Pincer fracture in an 81-year old female with osteoporosis treated with percutaneous cement augmented dorsal instrumentation with vertebroplasty (a). A.-p. view: Jamshidi needles are placed in the vertebra above and below the fractured one, which is accessed with k-wires only (b). Lateral view: after vertebroplasty of the adjacent segments, guide wires are inserted into the preformed canal, two vertebroplasty needles are placed into the fractured vertebra (c). Then pedicle screws are percutaneously inserted into the augmented vertebra and connected via 2 rods (d). Lateral view after vertebroplasty of the fractured vertebra (e). A.-p. and lateral standing radiographs 2 months postoperatively (f)

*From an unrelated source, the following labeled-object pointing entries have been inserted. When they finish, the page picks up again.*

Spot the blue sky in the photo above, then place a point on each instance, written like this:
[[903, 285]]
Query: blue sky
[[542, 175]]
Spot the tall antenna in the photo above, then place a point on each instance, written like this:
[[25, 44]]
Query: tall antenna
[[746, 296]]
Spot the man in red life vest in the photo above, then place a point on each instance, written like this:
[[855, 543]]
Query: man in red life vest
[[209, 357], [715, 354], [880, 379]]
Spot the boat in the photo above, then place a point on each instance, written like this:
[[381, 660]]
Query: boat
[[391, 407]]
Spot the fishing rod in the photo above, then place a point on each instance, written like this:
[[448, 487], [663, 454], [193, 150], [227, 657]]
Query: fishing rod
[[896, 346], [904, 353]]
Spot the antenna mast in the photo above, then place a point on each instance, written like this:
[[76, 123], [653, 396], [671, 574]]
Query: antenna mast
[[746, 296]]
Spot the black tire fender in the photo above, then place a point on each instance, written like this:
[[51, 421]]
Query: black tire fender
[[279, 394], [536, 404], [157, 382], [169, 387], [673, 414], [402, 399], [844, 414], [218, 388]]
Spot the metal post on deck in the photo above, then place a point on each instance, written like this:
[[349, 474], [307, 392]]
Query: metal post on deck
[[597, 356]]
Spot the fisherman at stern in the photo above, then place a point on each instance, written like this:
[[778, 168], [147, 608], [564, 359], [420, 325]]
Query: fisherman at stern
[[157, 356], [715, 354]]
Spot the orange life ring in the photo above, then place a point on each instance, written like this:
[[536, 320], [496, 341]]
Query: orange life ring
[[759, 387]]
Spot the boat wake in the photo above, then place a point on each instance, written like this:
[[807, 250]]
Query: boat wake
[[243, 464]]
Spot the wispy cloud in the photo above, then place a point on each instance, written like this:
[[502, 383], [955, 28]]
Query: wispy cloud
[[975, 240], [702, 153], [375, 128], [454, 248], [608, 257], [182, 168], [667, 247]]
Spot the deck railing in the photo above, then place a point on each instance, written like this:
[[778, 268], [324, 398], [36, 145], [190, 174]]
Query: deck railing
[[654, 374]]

Especially in a revision scenario in osteoporotic bone, where a long, more segmental instrumentation is needed, augmentation of pedicle screws might be beneficial. Under cranio-caudal cyclic loading, screw typically cut out through the superior endplate. This so called “windshield-wiper effect” can be typically observed in long instrumentations in osteoporotic bone. The extent of fixation, including the level at which the construct ends, is critical because increased junctional strain at the termination of the construct may lead to accelerated deformity. Moreover, transition points, the cervicothoracic and thoracolumbar junctions, are predisposed to kyphotic collapse, especially in osteoporotic patients. Therefore, multiple points of fixation, above and below the transition zone, should be used. Moreover longer instrumentations have the benefit of a lower failure rates compared to shorter constructs [41]. Additionally, to these biomechanical considerations augmentation is an option to prevent screw pullout and implant failure in these constructs long constructs, revision scenarios or in osteoporotic bone per se (Figs. 2, 3).

Fig. 2
figure 2

An 80-year-old female with sagittal imbalance. Lateral X-ray after posterior stabilization T12-pelvis with pedicle subtraction osteotomy L2 and L4, the instrumentation was stopped at the thoracolumbar junctional zone (a). Lateral X-ray 2 months postoperatively: pullout of T12 pedicle screws (b) Extension of the posterior instrumentation to T4, PMMA augmentation pedicle screws in T10 and T11 (c)

Fig. 3
figure 3

An 82-year-old female with total collapse of a initially conservatively treated L3 fracture. Sagittal CT: collapsed L3 fracture with posterior wall fragments compromising the spinal canal (a). Lateral standing X-ray after posterior open decompression, cement augmented dorsal spondylodesis L1–4 and anterior vertebrectomy and cage implantation L3 (b). Subsidence of the anterior cage into the vertebral body of L4, most probably due to insufficient cement volume in L4 and too short caudal instrumentation (c). Lateral X-ray after extension of the posterior stabilization to the ilium (d)

Conclusions

Polymethylmethacrylate, along with several calcium ceramic materials, are effective materials for enhancing pedicle screw fixation in both osteoporosis and revision spine surgery. This effect is maintained whether the cement is placed first, followed by a solid screw, or the cement is injected through a cannulated screw. Regardless of the technique, there is a remaining risks of cement extravasation into the venous system, spinal canal, or disk space. Due to the lack of clinical studies valid recommendations for the optimal treatment cannot be made so far.